En outre, a déclaré Rosner, il serait impossible d’établir un mécanisme efficace qui représente équitablement les intérêts des juifs de la diaspora, et les Israéliens n’ont pas besoin d’une telle loi.

« Je pense que la consultation entre Israël et les Juifs du monde doit être constante et sérieuse, mais elle ne doit en aucun cas être officielle », a-t-il déclaré à la Jewish Telegraphic Agency. « Je suis totalement en faveur du dialogue, mais contre tout dialogue qui dépend de mécanismes officiels et de lois dont le but est d’imposer au gouvernement israélien des consultations avec des acteurs extérieurs », a-t-il précisé.

Selon le Jerusalem Post, Friedman admet qu’il y a peu de chances que son projet de loi, qui est vague sur les détails, mais qui exigerait un « devoir de consulter » la diaspora juive sur les décisions qui ont un impact direct sur le Les juifs du monde deviennent loi, surtout dans les circonstances présentes. Mais elle prend cela comme un signe encourageant que le ministère de la Diaspora ait soutenu la mesure.

Shira Ruderman, directrice exécutive de la Ruderman Family Foundation, une organisation philanthropique avec des bureaux en Israël et à Boston qui cherche à aider à combler le fossé entre la diaspora et Israël, a déclaré que les législateurs israéliens prêtent généralement attention aux communautés juives à l’étranger. seulement en cas de crise dans le pays ou à l’étranger. Cela doit changer, a-t-il dit.

« Au fil des ans, nous avons entendu beaucoup de commentaires contre les juifs réformés et conservateurs selon lesquels leurs opinions ne sont pas importantes sauf en ce qui concerne les dons et le lobbying pour Israël », a déclaré Ruderman dans une interview. «Il y a plus de 70 ans, le peuple juif, où qu’il se trouve, avait un objectif commun : créer une patrie juive. Aujourd’hui, nous n’avons pas de but ou de destin commun. Comment peuvent-ils construire un avenir ensemble s’ils n’ont pas un objectif commun ? », Se demanda-t-il.
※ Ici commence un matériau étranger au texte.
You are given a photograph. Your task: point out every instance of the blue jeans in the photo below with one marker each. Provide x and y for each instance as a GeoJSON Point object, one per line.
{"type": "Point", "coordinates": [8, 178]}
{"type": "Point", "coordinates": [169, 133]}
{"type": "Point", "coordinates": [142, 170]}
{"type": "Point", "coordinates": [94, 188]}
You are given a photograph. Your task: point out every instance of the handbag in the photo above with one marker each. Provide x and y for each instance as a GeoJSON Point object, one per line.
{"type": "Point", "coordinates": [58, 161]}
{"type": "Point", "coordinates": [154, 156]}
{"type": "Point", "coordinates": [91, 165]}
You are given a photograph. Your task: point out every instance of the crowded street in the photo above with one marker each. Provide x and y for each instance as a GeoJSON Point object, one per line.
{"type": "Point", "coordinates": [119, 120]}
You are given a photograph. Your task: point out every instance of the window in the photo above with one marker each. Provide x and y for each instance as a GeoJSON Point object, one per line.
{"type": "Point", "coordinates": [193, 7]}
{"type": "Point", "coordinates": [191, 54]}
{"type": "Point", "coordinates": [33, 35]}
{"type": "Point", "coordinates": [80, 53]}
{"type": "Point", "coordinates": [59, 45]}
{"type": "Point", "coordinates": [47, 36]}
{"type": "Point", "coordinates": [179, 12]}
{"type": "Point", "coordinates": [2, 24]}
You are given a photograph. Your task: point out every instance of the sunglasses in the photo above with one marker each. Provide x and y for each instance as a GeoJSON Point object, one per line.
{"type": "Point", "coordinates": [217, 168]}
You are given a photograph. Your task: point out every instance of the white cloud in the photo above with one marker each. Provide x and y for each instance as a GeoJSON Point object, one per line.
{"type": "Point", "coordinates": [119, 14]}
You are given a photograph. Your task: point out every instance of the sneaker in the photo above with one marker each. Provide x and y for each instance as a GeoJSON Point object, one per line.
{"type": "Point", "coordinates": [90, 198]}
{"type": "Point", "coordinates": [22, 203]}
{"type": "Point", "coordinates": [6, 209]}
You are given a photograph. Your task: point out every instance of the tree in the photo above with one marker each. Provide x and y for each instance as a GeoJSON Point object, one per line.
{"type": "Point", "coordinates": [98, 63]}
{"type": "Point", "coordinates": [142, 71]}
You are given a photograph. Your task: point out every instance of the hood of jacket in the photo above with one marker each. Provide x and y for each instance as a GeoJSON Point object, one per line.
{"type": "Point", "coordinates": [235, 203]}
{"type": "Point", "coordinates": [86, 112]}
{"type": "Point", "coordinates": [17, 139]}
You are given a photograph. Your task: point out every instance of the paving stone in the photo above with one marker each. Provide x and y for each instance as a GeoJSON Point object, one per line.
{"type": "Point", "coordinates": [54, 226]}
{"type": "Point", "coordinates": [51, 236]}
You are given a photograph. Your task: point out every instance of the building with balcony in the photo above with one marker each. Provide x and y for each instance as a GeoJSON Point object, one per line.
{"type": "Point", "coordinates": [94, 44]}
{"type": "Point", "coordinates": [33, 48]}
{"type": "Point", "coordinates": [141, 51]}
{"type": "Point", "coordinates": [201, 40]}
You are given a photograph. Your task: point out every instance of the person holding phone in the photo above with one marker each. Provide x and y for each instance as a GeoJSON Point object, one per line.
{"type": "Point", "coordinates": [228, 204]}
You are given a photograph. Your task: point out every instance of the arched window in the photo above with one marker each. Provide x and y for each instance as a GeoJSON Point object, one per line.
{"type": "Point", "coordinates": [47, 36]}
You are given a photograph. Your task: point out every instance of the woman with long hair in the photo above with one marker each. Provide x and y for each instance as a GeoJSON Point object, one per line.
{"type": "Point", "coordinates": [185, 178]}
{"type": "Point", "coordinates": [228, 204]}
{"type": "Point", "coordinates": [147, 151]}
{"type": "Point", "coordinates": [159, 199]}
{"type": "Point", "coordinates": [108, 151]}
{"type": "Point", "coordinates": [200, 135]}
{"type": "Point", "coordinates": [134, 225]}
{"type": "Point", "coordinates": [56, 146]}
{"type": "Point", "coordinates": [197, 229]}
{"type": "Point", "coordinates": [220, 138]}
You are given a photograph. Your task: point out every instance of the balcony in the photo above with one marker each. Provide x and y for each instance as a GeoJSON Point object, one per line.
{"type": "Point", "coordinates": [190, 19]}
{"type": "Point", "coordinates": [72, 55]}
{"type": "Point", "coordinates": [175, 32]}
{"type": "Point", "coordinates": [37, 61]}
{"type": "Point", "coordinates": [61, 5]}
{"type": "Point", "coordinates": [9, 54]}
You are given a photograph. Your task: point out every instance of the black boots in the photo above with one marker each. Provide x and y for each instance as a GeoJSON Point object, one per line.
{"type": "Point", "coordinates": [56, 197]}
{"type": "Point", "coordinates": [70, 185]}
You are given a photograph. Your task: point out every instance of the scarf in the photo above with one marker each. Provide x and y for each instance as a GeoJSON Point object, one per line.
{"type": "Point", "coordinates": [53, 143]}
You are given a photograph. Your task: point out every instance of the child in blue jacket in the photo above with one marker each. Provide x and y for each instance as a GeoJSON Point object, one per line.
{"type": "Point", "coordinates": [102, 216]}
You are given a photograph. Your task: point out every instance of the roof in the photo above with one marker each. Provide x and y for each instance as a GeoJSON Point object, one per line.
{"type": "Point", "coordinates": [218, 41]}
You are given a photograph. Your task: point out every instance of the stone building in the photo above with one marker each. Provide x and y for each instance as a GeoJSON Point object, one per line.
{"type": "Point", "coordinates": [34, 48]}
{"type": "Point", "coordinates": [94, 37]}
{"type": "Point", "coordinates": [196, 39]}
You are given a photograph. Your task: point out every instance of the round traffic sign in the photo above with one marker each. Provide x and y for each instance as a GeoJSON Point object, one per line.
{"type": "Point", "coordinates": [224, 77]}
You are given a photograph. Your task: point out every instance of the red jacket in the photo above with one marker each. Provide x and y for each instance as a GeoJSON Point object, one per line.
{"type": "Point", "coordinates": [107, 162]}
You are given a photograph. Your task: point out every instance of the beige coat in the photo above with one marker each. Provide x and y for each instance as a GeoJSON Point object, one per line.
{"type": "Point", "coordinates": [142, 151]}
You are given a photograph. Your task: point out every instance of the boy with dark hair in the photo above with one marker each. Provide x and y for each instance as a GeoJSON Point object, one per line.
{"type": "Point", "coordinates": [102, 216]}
Friedman a reconnu son opposition à son projet de loi, mais a déclaré qu’il était néanmoins important.
« Je reçois des refus de la gauche et de la droite », a-t-il déclaré. «Il est évident pour nous tous qu’il y a des questions sur lesquelles seuls les citoyens peuvent décider, comme la sécurité et l’économie. Mais quand il s’agit de questions qui ont un impact direct sur l’ensemble du peuple juif, comme le changement de la loi du retour ou comment devrait être le Kotel, ou les questions de conversion, les juifs du monde devraient avoir une voix », a-t-il conclu.